Há quanto tempo não viajava numa grande nau pirata, cheia de bucaneiros armados e prontos para pilharem os azarados que se aventurassem por aquelas águas selvagens?

Diante desse pensamento fugaz, Gadling tenta se lembrar se já houve nessa sua vida longeva uma aventura similar da qual vivia, sem ele mesmo se lembrar de como começou essa viagem e aonde pretendia chegar; algo que poderia incomodar a um desavisado de seu próprio destino.

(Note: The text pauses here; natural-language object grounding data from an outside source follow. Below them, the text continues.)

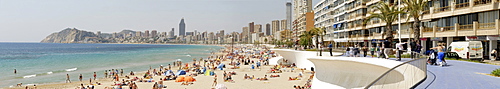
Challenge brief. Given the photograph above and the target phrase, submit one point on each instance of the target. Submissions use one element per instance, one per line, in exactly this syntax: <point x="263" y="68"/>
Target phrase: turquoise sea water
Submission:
<point x="38" y="63"/>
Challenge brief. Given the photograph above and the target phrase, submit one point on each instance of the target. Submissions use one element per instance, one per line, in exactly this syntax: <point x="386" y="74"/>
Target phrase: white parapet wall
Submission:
<point x="358" y="72"/>
<point x="299" y="57"/>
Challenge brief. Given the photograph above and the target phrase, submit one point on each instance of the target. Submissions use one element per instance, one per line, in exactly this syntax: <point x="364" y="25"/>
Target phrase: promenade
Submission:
<point x="460" y="75"/>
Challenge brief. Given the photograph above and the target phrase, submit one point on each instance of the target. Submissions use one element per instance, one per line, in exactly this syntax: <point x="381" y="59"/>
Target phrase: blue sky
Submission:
<point x="33" y="20"/>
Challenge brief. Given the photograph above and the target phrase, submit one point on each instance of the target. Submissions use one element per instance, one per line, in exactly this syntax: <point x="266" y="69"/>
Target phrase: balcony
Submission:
<point x="466" y="27"/>
<point x="462" y="5"/>
<point x="473" y="6"/>
<point x="482" y="2"/>
<point x="474" y="29"/>
<point x="442" y="9"/>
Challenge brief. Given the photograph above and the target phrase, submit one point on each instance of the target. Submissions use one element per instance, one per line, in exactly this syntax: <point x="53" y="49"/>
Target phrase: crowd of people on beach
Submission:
<point x="253" y="57"/>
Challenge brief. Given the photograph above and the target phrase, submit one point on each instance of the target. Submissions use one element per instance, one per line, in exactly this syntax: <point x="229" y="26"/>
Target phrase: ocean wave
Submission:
<point x="72" y="69"/>
<point x="29" y="76"/>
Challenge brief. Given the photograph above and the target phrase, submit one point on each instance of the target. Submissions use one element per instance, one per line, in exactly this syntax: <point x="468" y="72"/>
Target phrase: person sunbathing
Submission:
<point x="186" y="83"/>
<point x="272" y="76"/>
<point x="294" y="78"/>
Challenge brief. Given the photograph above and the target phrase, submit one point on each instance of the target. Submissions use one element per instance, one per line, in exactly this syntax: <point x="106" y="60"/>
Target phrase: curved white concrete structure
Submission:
<point x="275" y="60"/>
<point x="358" y="72"/>
<point x="300" y="57"/>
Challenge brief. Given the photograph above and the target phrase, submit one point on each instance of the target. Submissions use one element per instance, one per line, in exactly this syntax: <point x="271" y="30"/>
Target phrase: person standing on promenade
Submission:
<point x="121" y="72"/>
<point x="356" y="50"/>
<point x="347" y="51"/>
<point x="365" y="50"/>
<point x="441" y="50"/>
<point x="387" y="48"/>
<point x="81" y="77"/>
<point x="378" y="49"/>
<point x="105" y="73"/>
<point x="372" y="50"/>
<point x="215" y="80"/>
<point x="330" y="46"/>
<point x="67" y="78"/>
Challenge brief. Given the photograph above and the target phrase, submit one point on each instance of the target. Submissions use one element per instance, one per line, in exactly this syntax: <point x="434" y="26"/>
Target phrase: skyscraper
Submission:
<point x="171" y="33"/>
<point x="257" y="28"/>
<point x="146" y="33"/>
<point x="268" y="29"/>
<point x="154" y="33"/>
<point x="251" y="28"/>
<point x="182" y="28"/>
<point x="283" y="25"/>
<point x="288" y="15"/>
<point x="275" y="26"/>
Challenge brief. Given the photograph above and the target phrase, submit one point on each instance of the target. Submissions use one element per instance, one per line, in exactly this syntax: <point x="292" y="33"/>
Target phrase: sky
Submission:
<point x="33" y="20"/>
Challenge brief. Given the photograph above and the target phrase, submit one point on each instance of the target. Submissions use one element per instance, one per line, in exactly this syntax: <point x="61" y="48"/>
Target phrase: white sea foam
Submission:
<point x="29" y="76"/>
<point x="72" y="69"/>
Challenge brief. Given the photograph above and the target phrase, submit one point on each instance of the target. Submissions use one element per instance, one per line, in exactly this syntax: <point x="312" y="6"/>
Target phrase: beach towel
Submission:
<point x="181" y="72"/>
<point x="179" y="79"/>
<point x="189" y="79"/>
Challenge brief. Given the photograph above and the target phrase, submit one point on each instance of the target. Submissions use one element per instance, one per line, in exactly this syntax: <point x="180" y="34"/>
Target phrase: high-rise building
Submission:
<point x="138" y="34"/>
<point x="98" y="33"/>
<point x="304" y="17"/>
<point x="146" y="33"/>
<point x="268" y="29"/>
<point x="171" y="33"/>
<point x="251" y="27"/>
<point x="154" y="33"/>
<point x="257" y="28"/>
<point x="163" y="34"/>
<point x="288" y="15"/>
<point x="275" y="26"/>
<point x="182" y="28"/>
<point x="283" y="25"/>
<point x="189" y="33"/>
<point x="245" y="34"/>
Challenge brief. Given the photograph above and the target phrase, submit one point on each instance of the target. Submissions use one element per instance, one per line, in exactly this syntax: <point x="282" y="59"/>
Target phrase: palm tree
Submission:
<point x="415" y="8"/>
<point x="388" y="13"/>
<point x="305" y="38"/>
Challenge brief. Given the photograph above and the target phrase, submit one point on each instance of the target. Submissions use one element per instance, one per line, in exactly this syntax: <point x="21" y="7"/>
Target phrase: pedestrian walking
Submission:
<point x="330" y="46"/>
<point x="365" y="50"/>
<point x="387" y="48"/>
<point x="372" y="50"/>
<point x="81" y="77"/>
<point x="67" y="78"/>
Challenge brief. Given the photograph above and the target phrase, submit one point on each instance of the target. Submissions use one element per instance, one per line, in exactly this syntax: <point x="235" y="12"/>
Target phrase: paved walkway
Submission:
<point x="460" y="75"/>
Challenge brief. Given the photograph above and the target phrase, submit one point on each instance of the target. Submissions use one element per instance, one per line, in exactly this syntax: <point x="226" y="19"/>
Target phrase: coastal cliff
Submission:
<point x="71" y="35"/>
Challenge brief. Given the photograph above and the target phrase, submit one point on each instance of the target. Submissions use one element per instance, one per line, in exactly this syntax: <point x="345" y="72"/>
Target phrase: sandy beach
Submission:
<point x="202" y="81"/>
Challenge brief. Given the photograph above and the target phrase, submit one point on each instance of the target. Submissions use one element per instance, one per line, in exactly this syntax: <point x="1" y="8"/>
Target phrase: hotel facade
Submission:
<point x="443" y="21"/>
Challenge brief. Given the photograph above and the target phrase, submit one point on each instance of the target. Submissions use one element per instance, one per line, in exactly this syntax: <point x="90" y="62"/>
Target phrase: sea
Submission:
<point x="42" y="63"/>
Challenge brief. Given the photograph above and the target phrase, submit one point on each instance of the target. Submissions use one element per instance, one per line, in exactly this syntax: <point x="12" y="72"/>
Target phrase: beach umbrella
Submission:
<point x="181" y="72"/>
<point x="220" y="86"/>
<point x="189" y="79"/>
<point x="179" y="79"/>
<point x="169" y="72"/>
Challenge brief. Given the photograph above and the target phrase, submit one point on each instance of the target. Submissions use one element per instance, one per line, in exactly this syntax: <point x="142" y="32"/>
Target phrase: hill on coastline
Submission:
<point x="70" y="35"/>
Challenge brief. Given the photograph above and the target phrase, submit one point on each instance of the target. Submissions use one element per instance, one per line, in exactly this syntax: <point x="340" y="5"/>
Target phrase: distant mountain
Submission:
<point x="71" y="35"/>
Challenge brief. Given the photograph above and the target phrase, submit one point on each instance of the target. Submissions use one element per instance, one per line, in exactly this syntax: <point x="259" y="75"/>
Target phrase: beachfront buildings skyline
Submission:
<point x="442" y="21"/>
<point x="304" y="17"/>
<point x="182" y="28"/>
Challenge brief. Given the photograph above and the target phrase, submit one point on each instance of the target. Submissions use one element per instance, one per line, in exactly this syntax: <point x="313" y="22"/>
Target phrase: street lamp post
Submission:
<point x="232" y="48"/>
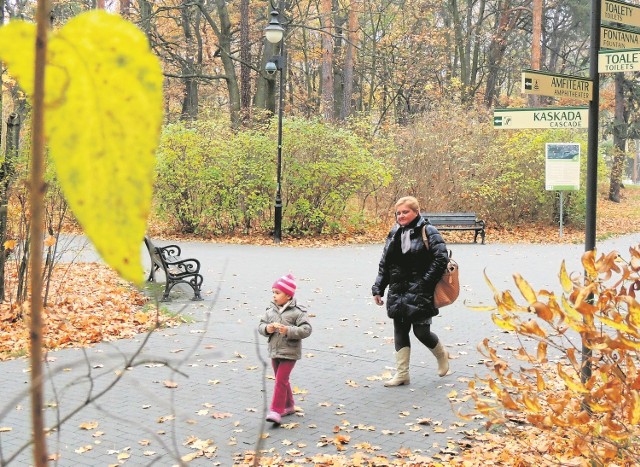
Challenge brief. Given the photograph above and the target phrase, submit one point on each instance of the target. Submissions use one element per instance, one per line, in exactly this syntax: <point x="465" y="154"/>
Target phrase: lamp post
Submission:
<point x="274" y="33"/>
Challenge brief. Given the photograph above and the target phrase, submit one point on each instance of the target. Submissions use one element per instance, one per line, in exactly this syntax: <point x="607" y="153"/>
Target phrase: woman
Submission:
<point x="411" y="271"/>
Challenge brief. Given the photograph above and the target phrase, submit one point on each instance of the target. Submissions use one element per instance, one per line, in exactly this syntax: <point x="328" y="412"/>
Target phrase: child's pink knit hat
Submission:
<point x="286" y="284"/>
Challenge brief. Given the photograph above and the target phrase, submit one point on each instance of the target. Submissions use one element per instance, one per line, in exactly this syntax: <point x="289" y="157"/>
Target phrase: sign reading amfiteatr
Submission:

Menos a Hob Gadling, aparentemente.

Segurando-se nas cordas das grandes velas içadas do navio, o homem sobe e se equilibra com agilidade quase felina sobre a amurada da proa, olhando – como se estivesse hipnotizado – para o horizonte azul à frente, em busca de algo que talvez ele mesmo não saiba o que é.

Não ainda.

━━ Olha isso... Olha essa vista, é de perder o fôlego! Como pude passar tanto tempo longe daqui? — aponta em voz alta o sentimento acachapante que lhe enche o peito e, por um momento, tudo parece perfeito...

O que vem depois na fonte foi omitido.